De l’avis du président du Parena, à seulement 112 jours de la date annoncée pour le premier tour de l’élection du nouveau président de la République, il y a plus de questions que de certitudes sur la tenue de ce scrutin. Il a fait cette déclaration samedi, à la faveur d’une conférence-débat organisée par Jamana.
«Quel Mali après les élections de juillet 2013 ? ». Voici le thème du débat auquel l’espace d’expressions plurielles Jamana nous conviait le 16 mars dernier à la Maison de la presse. C’était dans le cadre du 24è anniversaire de son édition quotidienne : notre confrère «Les Echos». Pour mieux aborder ce sujet aussi passionnant que d’actualité, les organisateurs de la conférence avaient fait appel aux riches expériences de certaines grosses pointures de la scène politique nationale. Il s’agit en l’occurrence de Tiébilé Dramé, président du Parena, Konté Fatoumata Doumbia, maire de la Commune I et présidente des femmes Adéma, Dr Bréhima Kaména, secrétaire politique du Cnid et Sékou Diarra, président de la Cad-Mali et membre du parti Sadi. La présidence de la cérémonie était assurée par le Pr Salikou Sanogo, représentant le Président de l’Assemblée nationale, tandis que le Dr Naffet Keïta assurait la police des débats.
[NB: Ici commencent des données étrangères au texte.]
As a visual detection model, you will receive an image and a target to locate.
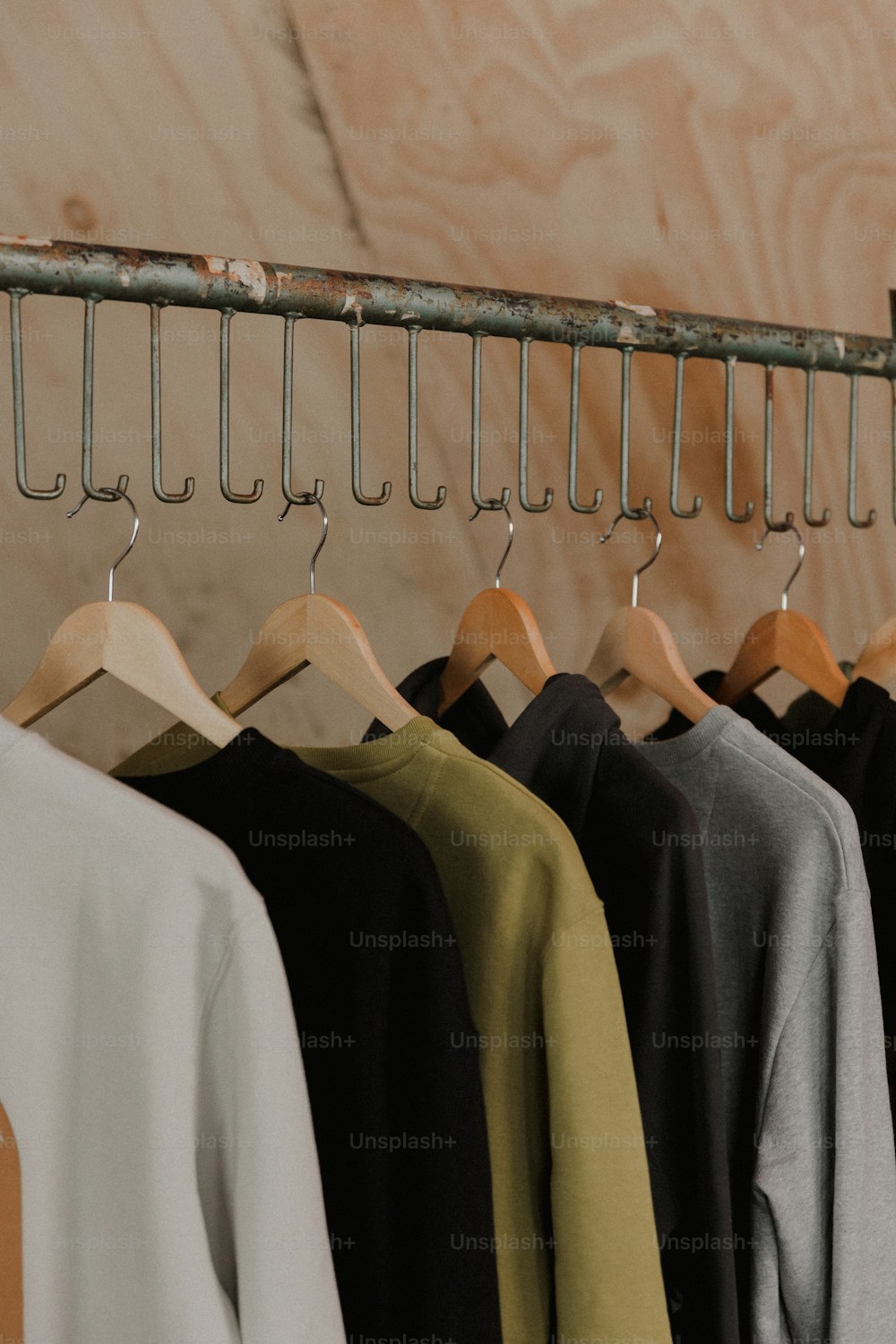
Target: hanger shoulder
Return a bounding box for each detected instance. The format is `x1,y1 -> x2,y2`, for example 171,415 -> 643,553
853,617 -> 896,695
3,602 -> 111,728
584,607 -> 716,723
220,593 -> 417,731
716,610 -> 849,706
3,601 -> 240,747
439,588 -> 556,714
219,594 -> 310,715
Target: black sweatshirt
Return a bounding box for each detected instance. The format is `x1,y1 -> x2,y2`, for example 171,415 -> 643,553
368,659 -> 748,1344
114,728 -> 501,1344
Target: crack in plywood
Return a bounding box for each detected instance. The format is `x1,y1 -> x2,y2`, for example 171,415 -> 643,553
280,0 -> 374,253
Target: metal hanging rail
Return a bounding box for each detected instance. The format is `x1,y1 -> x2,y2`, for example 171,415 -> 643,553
0,236 -> 896,529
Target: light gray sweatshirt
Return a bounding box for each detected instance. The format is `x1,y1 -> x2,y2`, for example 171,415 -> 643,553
0,717 -> 345,1344
638,707 -> 896,1344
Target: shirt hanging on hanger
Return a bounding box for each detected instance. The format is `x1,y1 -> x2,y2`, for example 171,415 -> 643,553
366,659 -> 737,1344
118,718 -> 670,1344
0,718 -> 345,1344
637,706 -> 896,1344
654,671 -> 896,1115
114,725 -> 501,1344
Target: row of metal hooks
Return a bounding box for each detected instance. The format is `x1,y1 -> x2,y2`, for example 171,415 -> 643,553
9,288 -> 896,531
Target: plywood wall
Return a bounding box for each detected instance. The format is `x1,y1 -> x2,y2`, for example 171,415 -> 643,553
0,0 -> 896,765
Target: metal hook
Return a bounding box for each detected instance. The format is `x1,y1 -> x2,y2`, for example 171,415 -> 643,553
149,303 -> 196,504
567,346 -> 603,513
726,355 -> 754,523
65,486 -> 140,602
470,332 -> 511,518
348,322 -> 392,504
599,508 -> 662,607
9,289 -> 65,500
619,346 -> 653,519
280,314 -> 323,504
669,354 -> 702,518
470,499 -> 513,588
804,368 -> 831,527
755,513 -> 806,612
407,327 -> 447,508
763,365 -> 794,532
847,374 -> 877,527
218,308 -> 264,504
520,336 -> 554,513
81,295 -> 127,500
277,491 -> 329,593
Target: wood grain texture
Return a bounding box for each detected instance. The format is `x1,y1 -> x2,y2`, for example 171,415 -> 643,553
0,0 -> 896,765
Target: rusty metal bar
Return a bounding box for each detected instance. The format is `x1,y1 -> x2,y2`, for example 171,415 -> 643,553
0,236 -> 896,378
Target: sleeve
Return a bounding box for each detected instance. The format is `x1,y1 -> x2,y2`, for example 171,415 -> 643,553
751,892 -> 896,1344
196,909 -> 345,1344
544,895 -> 670,1344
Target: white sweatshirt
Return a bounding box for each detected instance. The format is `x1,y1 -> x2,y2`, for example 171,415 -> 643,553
0,718 -> 345,1344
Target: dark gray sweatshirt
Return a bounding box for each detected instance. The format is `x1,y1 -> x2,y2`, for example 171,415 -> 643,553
638,707 -> 896,1344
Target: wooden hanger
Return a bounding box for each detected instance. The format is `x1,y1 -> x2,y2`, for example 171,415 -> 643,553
853,617 -> 896,696
219,492 -> 419,731
438,499 -> 556,715
584,499 -> 716,723
716,513 -> 849,706
3,488 -> 240,747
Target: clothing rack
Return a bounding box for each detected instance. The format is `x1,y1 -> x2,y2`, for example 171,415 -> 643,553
0,237 -> 896,531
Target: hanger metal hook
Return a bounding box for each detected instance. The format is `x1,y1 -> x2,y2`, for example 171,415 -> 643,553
277,491 -> 329,593
65,486 -> 140,602
755,513 -> 806,612
599,508 -> 662,607
669,351 -> 702,518
470,499 -> 513,588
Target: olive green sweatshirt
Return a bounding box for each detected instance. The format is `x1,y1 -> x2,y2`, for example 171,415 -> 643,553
116,718 -> 670,1344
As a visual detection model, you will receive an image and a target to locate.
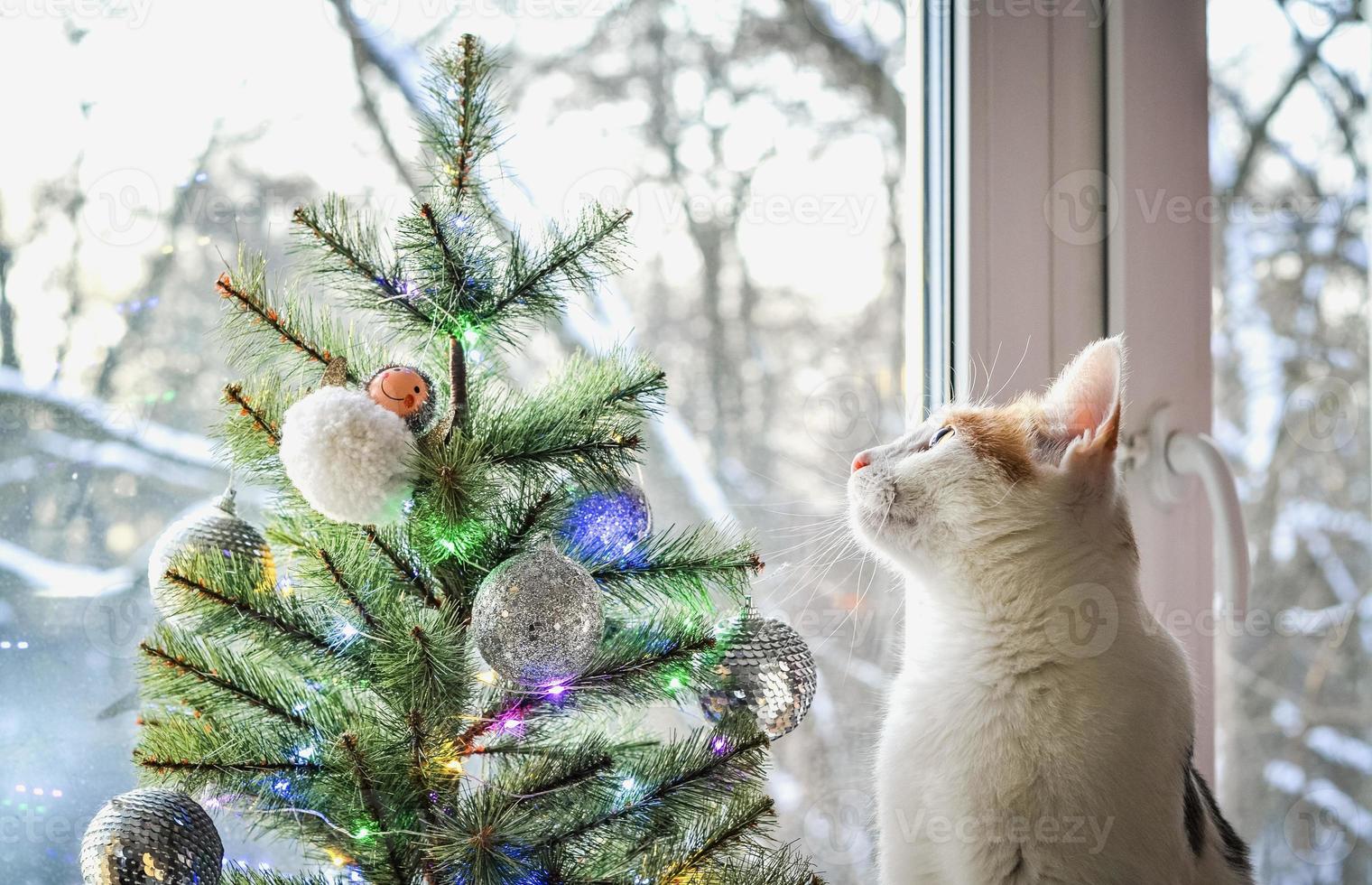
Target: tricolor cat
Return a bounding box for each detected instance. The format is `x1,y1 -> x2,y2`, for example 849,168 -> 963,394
848,339 -> 1254,885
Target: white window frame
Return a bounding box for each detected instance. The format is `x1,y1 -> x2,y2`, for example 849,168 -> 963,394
907,0 -> 1216,775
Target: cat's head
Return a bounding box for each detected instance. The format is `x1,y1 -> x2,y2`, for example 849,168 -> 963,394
848,338 -> 1134,573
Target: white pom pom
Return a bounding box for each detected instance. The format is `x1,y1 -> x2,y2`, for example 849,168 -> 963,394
282,387 -> 414,526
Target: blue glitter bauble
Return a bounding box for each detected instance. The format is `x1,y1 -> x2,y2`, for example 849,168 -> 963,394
561,481 -> 654,558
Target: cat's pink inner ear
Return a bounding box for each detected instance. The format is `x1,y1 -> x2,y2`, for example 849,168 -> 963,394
1043,338 -> 1124,449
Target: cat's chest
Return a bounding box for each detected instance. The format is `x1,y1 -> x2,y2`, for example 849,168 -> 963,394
878,661 -> 1098,808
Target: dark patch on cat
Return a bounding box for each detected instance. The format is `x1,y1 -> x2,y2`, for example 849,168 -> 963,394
1182,759 -> 1205,858
1187,753 -> 1253,882
945,409 -> 1034,483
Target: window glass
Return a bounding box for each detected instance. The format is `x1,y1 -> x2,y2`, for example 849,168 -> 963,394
0,0 -> 910,885
1209,0 -> 1372,882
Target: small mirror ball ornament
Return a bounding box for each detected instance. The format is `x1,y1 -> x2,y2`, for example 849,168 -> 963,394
472,544 -> 605,687
148,489 -> 276,620
700,604 -> 818,741
81,789 -> 224,885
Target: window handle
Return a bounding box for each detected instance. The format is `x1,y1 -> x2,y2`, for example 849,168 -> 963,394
1121,406 -> 1248,619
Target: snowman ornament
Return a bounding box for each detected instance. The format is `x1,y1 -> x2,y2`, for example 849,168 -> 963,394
280,359 -> 435,526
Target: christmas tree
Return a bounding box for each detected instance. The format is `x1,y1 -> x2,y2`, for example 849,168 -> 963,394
82,37 -> 819,885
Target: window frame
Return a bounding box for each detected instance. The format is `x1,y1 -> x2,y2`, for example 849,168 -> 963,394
907,0 -> 1216,775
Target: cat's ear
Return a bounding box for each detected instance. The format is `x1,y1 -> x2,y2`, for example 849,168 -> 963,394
1042,336 -> 1124,470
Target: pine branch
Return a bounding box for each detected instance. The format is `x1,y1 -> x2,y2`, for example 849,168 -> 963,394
468,352 -> 665,486
449,34 -> 482,204
663,796 -> 774,880
362,526 -> 443,608
292,195 -> 439,332
587,526 -> 763,608
224,381 -> 282,446
536,737 -> 767,848
214,262 -> 348,383
422,34 -> 499,210
163,568 -> 338,657
490,206 -> 634,314
338,732 -> 410,885
139,642 -> 311,731
420,203 -> 467,298
316,547 -> 380,632
219,864 -> 338,885
467,204 -> 631,346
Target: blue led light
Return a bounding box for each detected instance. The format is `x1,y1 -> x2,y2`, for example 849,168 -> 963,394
561,483 -> 654,560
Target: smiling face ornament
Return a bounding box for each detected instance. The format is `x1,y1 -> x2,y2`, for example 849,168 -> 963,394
366,365 -> 433,433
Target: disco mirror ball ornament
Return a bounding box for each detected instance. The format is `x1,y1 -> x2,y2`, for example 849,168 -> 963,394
700,604 -> 819,741
148,489 -> 276,620
81,789 -> 224,885
559,479 -> 654,558
472,544 -> 605,686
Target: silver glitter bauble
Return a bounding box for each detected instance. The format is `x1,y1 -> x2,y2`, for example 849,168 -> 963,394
472,544 -> 605,686
700,605 -> 819,741
81,789 -> 224,885
559,479 -> 654,560
148,489 -> 276,618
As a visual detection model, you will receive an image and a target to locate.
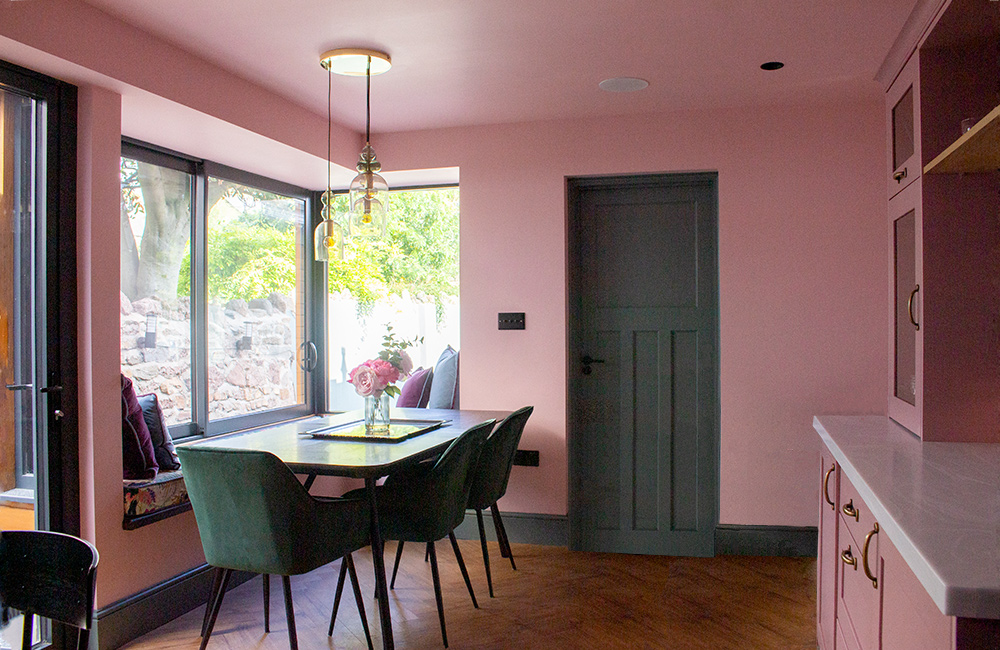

Dans des communications relativement pertinentes, chacun des conférenciers a tracé les contours de ce qu’il pense devoir être le Mali de demain, se prononçant, pour certains, sur la possibilité de respecter l’échéance de fin juillet pour la tenue des élections comme indiqué par les autorités de la transition.
Dans son exposé, le président du parti du Bélier blanc a estimé qu’au regard de la crise multidimensionnelle à laquelle nous faisons face depuis 2012, «le prochain président de la République, quel qu’il soit, doit se concevoir et doit être perçu comme un président de transition qui doit inaugurer un quinquennat de réformes. Fort de la légitimité à lui conférée par le suffrage populaire, il devra organiser les états généraux de la nation afin de permettre aux forces vives de débattre des causes profondes de l’effondrement du Mali. Mieux, le futur président de la République doit faire la paix dans le Nord du Mali en scellant un nouveau pacte national de paix et de réconciliation qui devra être adopté par des assises nationales». Aussi, M. Dramé a souhaité que les futures autorités refondent les forces armées et de sécurité afin qu’elles deviennent plus professionnelles et républicaines.
Comme autres reformes suggérées par le président du Parena après les élections de 2013, ce sont la refondation de la République malienne à travers la rédaction de la Constitution de la 4è République ; la reforme de l’Administration et de la justice. Mais, pour qu’il y ait un nouveau président ou des reformes, a-t-il fait savoir, il faut qu’il y ait des élections. Or, craint M. Dramé, à un peu plus de trois mois de la date donnée pour le premier tour de la présidentielle, il y a encore plus de questions que de certitudes sur la tenue du scrutin, le 7 juillet 2013. Au fait, sur la base de quel fichier le vote aura-t-il lieu ? Où voteront les réfugiés et les déplacés internes ? Quid du redéploiement de l’Administration dans les zones libérées ? Existe-t-il un dialogue avec la classe politique sur ces sujets ? En voilà des interrogations qui, vraisemblablement, suscitent le doute chez le président du Parena.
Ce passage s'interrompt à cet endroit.